Quascenta Simplifies Cleaning Validation For Active Pharmaceutical Ingredient (API) Manufacturers With The Release Of Eresidue Software
Biospace: Quascenta's just launched software application eResidue for API replaces manual spreadsheets; thereby allowing the Active Pharmaceutical Ingredient (API) manufacturers to streamline their residue limit calculations, eliminate costly errors, and save time.
Quascenta is pleased to announce the official release of eResidue-API, a software application designed specifically to help the Active Pharmaceutical Ingredient (API) manufacturers with a more efficient, affordable and compliant cleaning validation process. The first product of its kind, eResidue will significantly improve the way manufacturers set the residue limits and identify the worst case molecule.
Over the years, the API manufacturers have been relying solely on the traditional practice of using spreadsheets and calculators for residue limit calculation. However, it has been observed that this process is both time-consuming and error prone. More importantly, this process fails to relate the intermediates, cleaning agents and other residues to the APIs.
Quascenta claims that eResidue for API will bridge the gap in the residue limit calculation process by providing a software platform that not only stores all equipment and product related data, but also allows users to carry out multiple calculations based on their site requirements. The application has been designed to handle complex workflows while providing a simple user interface.
Quascenta has developed eResidue for API in collaboration with Destin LeBlanc. Destin is the chair of the PDA task force to revise and update PDA Technical Report #29, and an internationally recognized expert in the area of cleaning and cleaning validation.
eResidue-API has been built on the existing eResidue – a powerful and intuitively designed cleaning validation software application for finished pharmaceutical products. It offers several critical features that include the ability to use dose or health based values as the basis, role-based access, 21 CFR Part 11 compliant audit trails and electronic signatures, standard and customized reporting, and more.
“eResidue for API is the first and only solution for cleaning validation residue limit determination designed around the requirements of API manufacturers”, commented Ravi Moorthy, President of Quascenta. “Our customers can finish the qualification and start using the application within a week, without lengthy implementation cycles that are typical in desktop based applications.”
To find out more about eResidue for API or request an online demo, please visit https://www.eresidue.com/arrange-demo About Quascenta: Quascenta Pte Ltd. is a specialty solutions provider to the healthcare industry. The company is developing novel software and hardware solutions to bring about a change in the way data is captured and analysed, thereby improving operational efficiency. Quascenta’s flagship solution, eResidue®, is currently in use at several locations worldwide.

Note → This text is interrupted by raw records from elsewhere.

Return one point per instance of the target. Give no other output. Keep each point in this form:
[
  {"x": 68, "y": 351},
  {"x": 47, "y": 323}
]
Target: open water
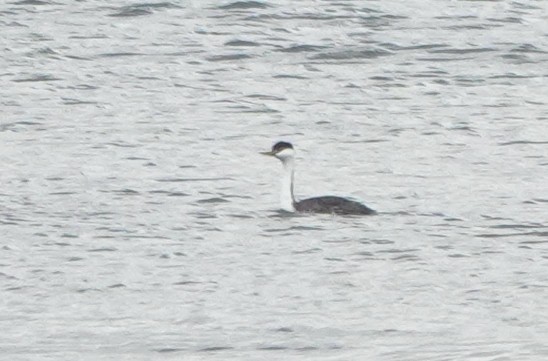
[{"x": 138, "y": 222}]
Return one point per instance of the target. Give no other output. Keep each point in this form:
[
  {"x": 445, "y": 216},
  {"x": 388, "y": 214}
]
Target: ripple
[{"x": 244, "y": 5}]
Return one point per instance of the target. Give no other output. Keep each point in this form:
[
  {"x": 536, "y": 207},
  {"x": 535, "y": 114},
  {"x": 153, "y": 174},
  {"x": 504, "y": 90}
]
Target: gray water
[{"x": 139, "y": 222}]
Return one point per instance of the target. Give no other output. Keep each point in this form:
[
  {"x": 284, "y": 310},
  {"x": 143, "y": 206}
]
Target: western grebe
[{"x": 286, "y": 154}]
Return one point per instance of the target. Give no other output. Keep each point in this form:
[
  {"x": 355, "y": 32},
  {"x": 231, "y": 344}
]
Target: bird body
[{"x": 329, "y": 204}]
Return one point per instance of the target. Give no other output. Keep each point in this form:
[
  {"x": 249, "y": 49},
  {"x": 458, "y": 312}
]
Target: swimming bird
[{"x": 329, "y": 204}]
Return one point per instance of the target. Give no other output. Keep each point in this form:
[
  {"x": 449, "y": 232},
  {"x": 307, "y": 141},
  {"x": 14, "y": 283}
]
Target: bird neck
[{"x": 287, "y": 199}]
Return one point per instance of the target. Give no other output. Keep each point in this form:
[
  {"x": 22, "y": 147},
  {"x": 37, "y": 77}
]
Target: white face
[{"x": 287, "y": 153}]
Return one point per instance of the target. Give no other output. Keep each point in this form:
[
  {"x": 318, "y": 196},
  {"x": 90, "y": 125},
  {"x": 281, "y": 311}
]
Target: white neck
[{"x": 286, "y": 197}]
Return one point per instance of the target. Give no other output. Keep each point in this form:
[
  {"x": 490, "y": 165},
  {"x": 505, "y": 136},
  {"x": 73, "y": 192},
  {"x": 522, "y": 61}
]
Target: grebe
[{"x": 286, "y": 154}]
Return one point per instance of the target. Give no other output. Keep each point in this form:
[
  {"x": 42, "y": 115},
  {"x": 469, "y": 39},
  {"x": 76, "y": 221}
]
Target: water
[{"x": 138, "y": 221}]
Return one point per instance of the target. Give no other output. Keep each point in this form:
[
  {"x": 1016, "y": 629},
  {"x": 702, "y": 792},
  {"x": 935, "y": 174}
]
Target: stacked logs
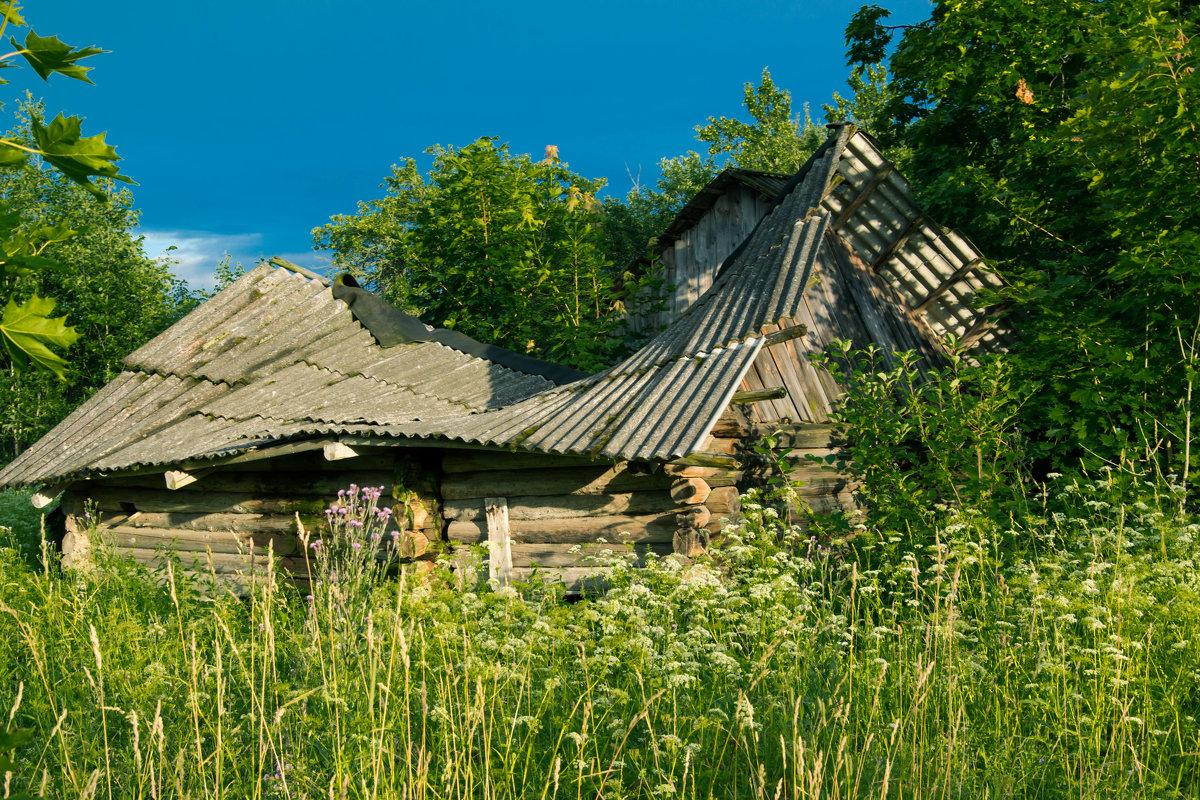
[{"x": 564, "y": 513}]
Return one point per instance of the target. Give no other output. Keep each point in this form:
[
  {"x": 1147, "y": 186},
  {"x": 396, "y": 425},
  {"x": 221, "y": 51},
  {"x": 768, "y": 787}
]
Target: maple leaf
[
  {"x": 64, "y": 146},
  {"x": 48, "y": 55},
  {"x": 28, "y": 332}
]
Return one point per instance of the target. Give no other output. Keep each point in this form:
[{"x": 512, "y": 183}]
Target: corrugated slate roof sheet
[{"x": 276, "y": 358}]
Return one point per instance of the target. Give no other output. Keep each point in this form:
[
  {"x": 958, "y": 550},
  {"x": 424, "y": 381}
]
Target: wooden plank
[
  {"x": 162, "y": 500},
  {"x": 567, "y": 506},
  {"x": 339, "y": 451},
  {"x": 576, "y": 480},
  {"x": 781, "y": 408},
  {"x": 466, "y": 461},
  {"x": 785, "y": 362},
  {"x": 759, "y": 395},
  {"x": 863, "y": 196},
  {"x": 797, "y": 435},
  {"x": 689, "y": 491},
  {"x": 724, "y": 501},
  {"x": 499, "y": 546},
  {"x": 786, "y": 335},
  {"x": 239, "y": 523},
  {"x": 178, "y": 479},
  {"x": 45, "y": 497},
  {"x": 946, "y": 286},
  {"x": 133, "y": 537},
  {"x": 615, "y": 528},
  {"x": 708, "y": 458}
]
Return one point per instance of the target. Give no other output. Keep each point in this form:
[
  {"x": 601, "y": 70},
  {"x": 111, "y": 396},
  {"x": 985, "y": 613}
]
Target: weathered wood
[
  {"x": 863, "y": 196},
  {"x": 723, "y": 477},
  {"x": 732, "y": 423},
  {"x": 796, "y": 435},
  {"x": 567, "y": 506},
  {"x": 45, "y": 497},
  {"x": 615, "y": 528},
  {"x": 178, "y": 479},
  {"x": 785, "y": 335},
  {"x": 759, "y": 395},
  {"x": 413, "y": 545},
  {"x": 689, "y": 489},
  {"x": 946, "y": 286},
  {"x": 214, "y": 522},
  {"x": 221, "y": 564},
  {"x": 724, "y": 501},
  {"x": 162, "y": 500},
  {"x": 690, "y": 542},
  {"x": 579, "y": 480},
  {"x": 703, "y": 458},
  {"x": 897, "y": 244},
  {"x": 682, "y": 470},
  {"x": 694, "y": 517},
  {"x": 198, "y": 540},
  {"x": 499, "y": 546},
  {"x": 339, "y": 451},
  {"x": 467, "y": 461},
  {"x": 325, "y": 485}
]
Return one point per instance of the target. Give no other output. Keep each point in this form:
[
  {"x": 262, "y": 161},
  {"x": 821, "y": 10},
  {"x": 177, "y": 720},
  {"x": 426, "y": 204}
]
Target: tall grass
[{"x": 1053, "y": 655}]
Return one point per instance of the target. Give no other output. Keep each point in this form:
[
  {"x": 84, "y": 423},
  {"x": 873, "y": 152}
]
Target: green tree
[
  {"x": 498, "y": 246},
  {"x": 1062, "y": 138},
  {"x": 114, "y": 294},
  {"x": 28, "y": 332}
]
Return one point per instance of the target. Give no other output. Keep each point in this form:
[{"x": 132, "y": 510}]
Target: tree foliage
[
  {"x": 29, "y": 335},
  {"x": 499, "y": 246},
  {"x": 1062, "y": 138},
  {"x": 115, "y": 296}
]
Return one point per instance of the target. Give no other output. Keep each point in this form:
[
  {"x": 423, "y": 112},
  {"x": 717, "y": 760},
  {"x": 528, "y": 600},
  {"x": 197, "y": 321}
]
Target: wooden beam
[
  {"x": 178, "y": 479},
  {"x": 499, "y": 546},
  {"x": 45, "y": 497},
  {"x": 871, "y": 185},
  {"x": 702, "y": 458},
  {"x": 339, "y": 450},
  {"x": 947, "y": 284},
  {"x": 689, "y": 491},
  {"x": 786, "y": 335},
  {"x": 898, "y": 244},
  {"x": 759, "y": 395}
]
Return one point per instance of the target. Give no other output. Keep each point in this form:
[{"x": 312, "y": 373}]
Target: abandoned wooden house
[{"x": 259, "y": 405}]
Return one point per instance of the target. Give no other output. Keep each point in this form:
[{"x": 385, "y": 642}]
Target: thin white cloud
[{"x": 197, "y": 253}]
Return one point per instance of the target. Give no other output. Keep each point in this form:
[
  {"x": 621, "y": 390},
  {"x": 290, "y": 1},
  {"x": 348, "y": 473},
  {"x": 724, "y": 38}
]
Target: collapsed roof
[{"x": 279, "y": 358}]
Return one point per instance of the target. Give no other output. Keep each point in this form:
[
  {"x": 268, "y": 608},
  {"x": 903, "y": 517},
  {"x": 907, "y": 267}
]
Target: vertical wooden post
[{"x": 499, "y": 563}]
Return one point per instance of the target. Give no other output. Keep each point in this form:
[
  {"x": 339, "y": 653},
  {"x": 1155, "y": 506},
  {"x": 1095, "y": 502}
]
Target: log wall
[{"x": 231, "y": 517}]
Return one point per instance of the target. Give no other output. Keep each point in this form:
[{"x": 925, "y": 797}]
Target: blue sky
[{"x": 247, "y": 124}]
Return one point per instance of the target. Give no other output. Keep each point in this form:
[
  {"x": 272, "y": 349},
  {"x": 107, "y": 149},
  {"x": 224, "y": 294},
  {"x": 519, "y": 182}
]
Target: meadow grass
[{"x": 1049, "y": 654}]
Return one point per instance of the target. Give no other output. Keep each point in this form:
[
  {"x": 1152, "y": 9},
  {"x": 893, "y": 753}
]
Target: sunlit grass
[{"x": 783, "y": 667}]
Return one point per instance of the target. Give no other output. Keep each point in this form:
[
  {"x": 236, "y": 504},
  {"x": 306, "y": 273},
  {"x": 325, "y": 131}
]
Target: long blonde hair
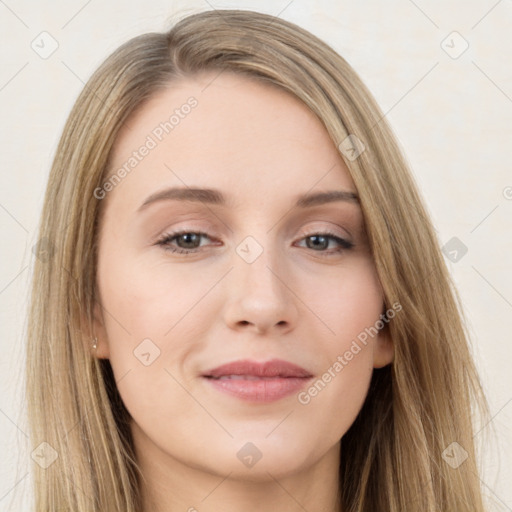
[{"x": 392, "y": 456}]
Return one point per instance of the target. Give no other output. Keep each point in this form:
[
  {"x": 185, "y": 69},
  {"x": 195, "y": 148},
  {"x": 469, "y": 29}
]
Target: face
[{"x": 253, "y": 277}]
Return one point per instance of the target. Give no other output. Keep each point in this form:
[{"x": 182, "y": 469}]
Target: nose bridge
[
  {"x": 258, "y": 290},
  {"x": 258, "y": 266}
]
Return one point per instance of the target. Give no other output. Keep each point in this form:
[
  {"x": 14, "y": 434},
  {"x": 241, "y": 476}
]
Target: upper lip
[{"x": 272, "y": 368}]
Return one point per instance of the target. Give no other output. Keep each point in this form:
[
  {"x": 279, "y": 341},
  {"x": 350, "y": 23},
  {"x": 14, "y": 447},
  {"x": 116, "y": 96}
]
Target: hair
[{"x": 392, "y": 455}]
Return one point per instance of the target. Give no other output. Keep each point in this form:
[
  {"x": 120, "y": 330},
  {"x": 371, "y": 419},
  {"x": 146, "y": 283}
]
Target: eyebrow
[{"x": 216, "y": 197}]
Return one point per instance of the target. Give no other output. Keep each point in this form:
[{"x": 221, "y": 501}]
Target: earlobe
[
  {"x": 383, "y": 350},
  {"x": 97, "y": 341}
]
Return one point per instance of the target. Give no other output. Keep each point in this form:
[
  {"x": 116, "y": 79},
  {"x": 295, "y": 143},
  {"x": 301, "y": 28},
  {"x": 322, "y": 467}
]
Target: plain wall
[{"x": 451, "y": 113}]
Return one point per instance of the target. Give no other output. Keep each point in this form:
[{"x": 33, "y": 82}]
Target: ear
[
  {"x": 97, "y": 330},
  {"x": 383, "y": 349}
]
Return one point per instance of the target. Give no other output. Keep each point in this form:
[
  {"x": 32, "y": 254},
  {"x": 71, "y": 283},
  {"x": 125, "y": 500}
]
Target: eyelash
[{"x": 168, "y": 237}]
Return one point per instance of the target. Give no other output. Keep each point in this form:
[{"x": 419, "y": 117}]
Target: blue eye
[{"x": 188, "y": 242}]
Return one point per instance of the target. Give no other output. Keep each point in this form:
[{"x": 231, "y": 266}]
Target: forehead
[{"x": 241, "y": 135}]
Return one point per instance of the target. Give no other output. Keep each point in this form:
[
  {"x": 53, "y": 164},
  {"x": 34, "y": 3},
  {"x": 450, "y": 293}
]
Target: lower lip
[{"x": 264, "y": 390}]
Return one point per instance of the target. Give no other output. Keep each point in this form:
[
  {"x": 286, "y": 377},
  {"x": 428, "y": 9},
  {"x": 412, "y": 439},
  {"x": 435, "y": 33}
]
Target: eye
[
  {"x": 187, "y": 242},
  {"x": 319, "y": 241}
]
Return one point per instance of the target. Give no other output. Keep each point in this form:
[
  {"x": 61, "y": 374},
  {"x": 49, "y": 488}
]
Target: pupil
[
  {"x": 316, "y": 238},
  {"x": 186, "y": 237}
]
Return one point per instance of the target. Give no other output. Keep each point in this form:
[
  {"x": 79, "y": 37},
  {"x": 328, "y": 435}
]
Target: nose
[{"x": 261, "y": 297}]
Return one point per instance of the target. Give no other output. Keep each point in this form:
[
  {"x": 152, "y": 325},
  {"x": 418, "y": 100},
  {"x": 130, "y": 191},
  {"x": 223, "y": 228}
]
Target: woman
[{"x": 309, "y": 355}]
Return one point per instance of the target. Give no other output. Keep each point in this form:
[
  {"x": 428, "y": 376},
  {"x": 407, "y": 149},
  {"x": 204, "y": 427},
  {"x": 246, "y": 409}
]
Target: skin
[{"x": 298, "y": 302}]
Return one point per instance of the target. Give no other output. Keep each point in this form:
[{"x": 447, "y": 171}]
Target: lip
[{"x": 258, "y": 382}]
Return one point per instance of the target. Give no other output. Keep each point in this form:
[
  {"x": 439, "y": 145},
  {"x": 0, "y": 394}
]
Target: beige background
[{"x": 451, "y": 111}]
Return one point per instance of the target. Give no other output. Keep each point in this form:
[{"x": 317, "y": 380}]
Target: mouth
[{"x": 258, "y": 382}]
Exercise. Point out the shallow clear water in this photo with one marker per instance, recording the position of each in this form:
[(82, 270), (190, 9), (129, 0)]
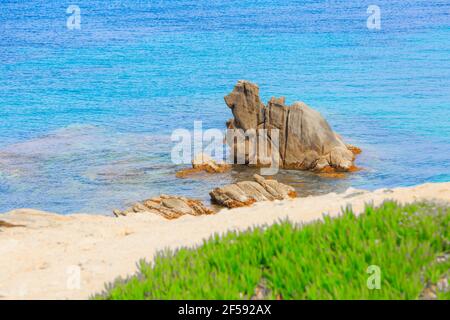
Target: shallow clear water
[(86, 115)]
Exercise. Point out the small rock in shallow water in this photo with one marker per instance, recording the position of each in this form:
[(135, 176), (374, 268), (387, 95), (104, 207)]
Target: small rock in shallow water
[(169, 207), (248, 192)]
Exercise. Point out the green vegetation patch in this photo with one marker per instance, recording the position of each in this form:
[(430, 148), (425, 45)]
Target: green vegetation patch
[(407, 248)]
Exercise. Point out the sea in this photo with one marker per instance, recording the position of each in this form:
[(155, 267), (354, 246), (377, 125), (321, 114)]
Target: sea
[(91, 91)]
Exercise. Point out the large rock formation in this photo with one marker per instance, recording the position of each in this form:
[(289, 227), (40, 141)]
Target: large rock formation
[(306, 140), (245, 193)]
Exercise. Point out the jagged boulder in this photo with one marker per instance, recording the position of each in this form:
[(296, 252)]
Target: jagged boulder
[(169, 207), (306, 140), (245, 193), (203, 162)]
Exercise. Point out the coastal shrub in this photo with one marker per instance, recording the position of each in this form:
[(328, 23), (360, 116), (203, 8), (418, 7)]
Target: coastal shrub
[(330, 259)]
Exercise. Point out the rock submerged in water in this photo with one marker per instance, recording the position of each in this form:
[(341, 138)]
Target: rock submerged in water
[(169, 207), (245, 193), (306, 140)]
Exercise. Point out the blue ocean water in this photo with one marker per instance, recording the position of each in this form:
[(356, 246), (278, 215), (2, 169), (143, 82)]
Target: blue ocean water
[(86, 115)]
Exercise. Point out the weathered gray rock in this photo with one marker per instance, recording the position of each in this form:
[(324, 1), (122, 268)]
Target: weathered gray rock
[(247, 192), (169, 207), (306, 140)]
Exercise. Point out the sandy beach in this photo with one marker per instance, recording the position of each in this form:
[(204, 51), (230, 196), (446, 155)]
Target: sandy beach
[(42, 256)]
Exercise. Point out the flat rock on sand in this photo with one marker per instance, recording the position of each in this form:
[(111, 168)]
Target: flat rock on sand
[(44, 259)]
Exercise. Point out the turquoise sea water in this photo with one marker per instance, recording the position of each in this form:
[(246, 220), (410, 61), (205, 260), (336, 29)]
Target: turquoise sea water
[(86, 115)]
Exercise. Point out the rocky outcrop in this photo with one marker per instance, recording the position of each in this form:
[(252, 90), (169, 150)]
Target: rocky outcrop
[(245, 193), (169, 207), (306, 140), (203, 163)]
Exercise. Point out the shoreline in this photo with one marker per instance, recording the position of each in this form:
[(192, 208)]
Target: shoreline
[(40, 257)]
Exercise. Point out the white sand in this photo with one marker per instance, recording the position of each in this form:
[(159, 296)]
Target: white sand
[(43, 259)]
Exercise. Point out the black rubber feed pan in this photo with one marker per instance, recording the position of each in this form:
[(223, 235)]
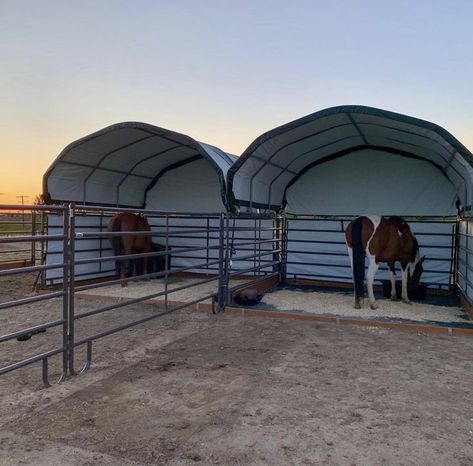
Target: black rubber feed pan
[(415, 292)]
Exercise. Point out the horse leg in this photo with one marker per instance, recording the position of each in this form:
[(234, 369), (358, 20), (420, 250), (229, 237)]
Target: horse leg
[(372, 268), (392, 272), (357, 301), (405, 275), (145, 266)]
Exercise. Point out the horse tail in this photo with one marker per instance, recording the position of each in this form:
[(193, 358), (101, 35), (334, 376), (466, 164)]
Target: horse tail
[(358, 257)]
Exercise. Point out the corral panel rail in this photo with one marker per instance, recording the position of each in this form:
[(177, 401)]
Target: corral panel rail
[(24, 316)]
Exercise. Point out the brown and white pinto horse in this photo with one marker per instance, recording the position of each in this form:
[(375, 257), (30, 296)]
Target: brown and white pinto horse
[(382, 239), (129, 244)]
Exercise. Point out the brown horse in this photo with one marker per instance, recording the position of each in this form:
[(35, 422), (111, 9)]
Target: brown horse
[(129, 244), (382, 239)]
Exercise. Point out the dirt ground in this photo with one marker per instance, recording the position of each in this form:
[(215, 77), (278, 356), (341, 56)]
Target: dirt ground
[(191, 388)]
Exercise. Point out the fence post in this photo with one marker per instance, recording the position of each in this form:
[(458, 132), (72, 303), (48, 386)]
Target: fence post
[(65, 289), (223, 263), (70, 284), (284, 247)]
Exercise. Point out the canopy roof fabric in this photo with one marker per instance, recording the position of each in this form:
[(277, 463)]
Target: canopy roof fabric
[(277, 159), (119, 164)]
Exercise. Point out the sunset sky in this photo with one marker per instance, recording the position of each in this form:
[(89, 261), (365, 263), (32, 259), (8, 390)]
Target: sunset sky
[(222, 72)]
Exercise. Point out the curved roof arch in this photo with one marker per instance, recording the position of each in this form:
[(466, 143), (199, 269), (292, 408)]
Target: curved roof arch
[(120, 164), (279, 157)]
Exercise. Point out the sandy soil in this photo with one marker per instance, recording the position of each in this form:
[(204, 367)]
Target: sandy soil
[(192, 388)]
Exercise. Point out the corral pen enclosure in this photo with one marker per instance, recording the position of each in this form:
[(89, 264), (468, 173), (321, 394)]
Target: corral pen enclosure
[(272, 221), (166, 384)]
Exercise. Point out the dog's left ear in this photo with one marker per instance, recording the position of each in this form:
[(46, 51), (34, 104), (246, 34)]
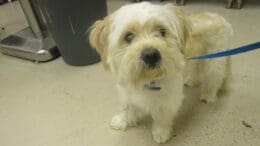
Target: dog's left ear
[(184, 24), (98, 38)]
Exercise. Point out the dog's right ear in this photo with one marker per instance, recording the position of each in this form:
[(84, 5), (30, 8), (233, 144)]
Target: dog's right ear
[(98, 39)]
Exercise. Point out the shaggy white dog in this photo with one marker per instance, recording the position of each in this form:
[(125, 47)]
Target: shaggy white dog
[(146, 46)]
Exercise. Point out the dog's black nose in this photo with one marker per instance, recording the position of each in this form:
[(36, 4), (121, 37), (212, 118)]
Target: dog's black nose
[(151, 56)]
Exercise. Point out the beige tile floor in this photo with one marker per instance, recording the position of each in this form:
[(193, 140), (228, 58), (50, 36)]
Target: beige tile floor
[(54, 104)]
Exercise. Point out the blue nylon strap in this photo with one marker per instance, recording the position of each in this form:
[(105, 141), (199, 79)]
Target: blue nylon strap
[(238, 50)]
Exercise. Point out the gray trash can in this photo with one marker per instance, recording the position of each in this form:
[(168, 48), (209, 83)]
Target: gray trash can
[(68, 21)]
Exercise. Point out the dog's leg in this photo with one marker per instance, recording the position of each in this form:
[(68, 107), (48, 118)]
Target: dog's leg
[(212, 78), (162, 124), (128, 117)]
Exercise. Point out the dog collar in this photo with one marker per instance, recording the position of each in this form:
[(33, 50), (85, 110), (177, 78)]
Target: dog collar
[(152, 86)]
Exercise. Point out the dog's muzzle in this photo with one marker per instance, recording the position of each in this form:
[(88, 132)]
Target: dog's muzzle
[(151, 57)]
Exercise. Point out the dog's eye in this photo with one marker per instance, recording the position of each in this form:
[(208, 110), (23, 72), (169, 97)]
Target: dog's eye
[(162, 32), (129, 37)]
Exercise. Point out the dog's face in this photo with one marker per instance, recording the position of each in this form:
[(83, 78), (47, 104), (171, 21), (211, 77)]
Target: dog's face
[(141, 42)]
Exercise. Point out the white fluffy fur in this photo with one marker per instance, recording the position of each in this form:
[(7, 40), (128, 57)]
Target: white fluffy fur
[(185, 37)]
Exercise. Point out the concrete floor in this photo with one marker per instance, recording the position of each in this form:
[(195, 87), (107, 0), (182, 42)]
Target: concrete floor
[(54, 104)]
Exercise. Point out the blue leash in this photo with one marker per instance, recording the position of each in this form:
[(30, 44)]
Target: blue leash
[(246, 48)]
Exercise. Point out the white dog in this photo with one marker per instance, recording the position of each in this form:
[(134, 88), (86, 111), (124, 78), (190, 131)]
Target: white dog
[(146, 46)]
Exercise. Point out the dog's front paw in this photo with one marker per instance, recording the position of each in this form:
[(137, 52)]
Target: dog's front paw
[(161, 135), (119, 122), (208, 98)]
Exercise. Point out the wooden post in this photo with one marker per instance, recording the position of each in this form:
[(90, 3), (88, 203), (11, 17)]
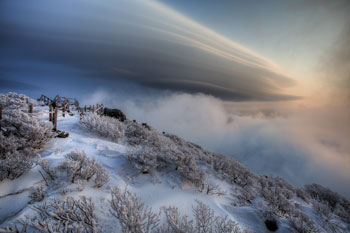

About eResidue: Developed by Quascenta in collaboration with Destin LeBlanc, eResidue is a validated cleaning validation software. Its available in 2 versions, one for API and the other for finished drug products. This first-of-its-kind software application will help improve the residue limit calculation process by efficiently storing all relevant data and carrying out multiple calculations as per the requirement of the manufacturers.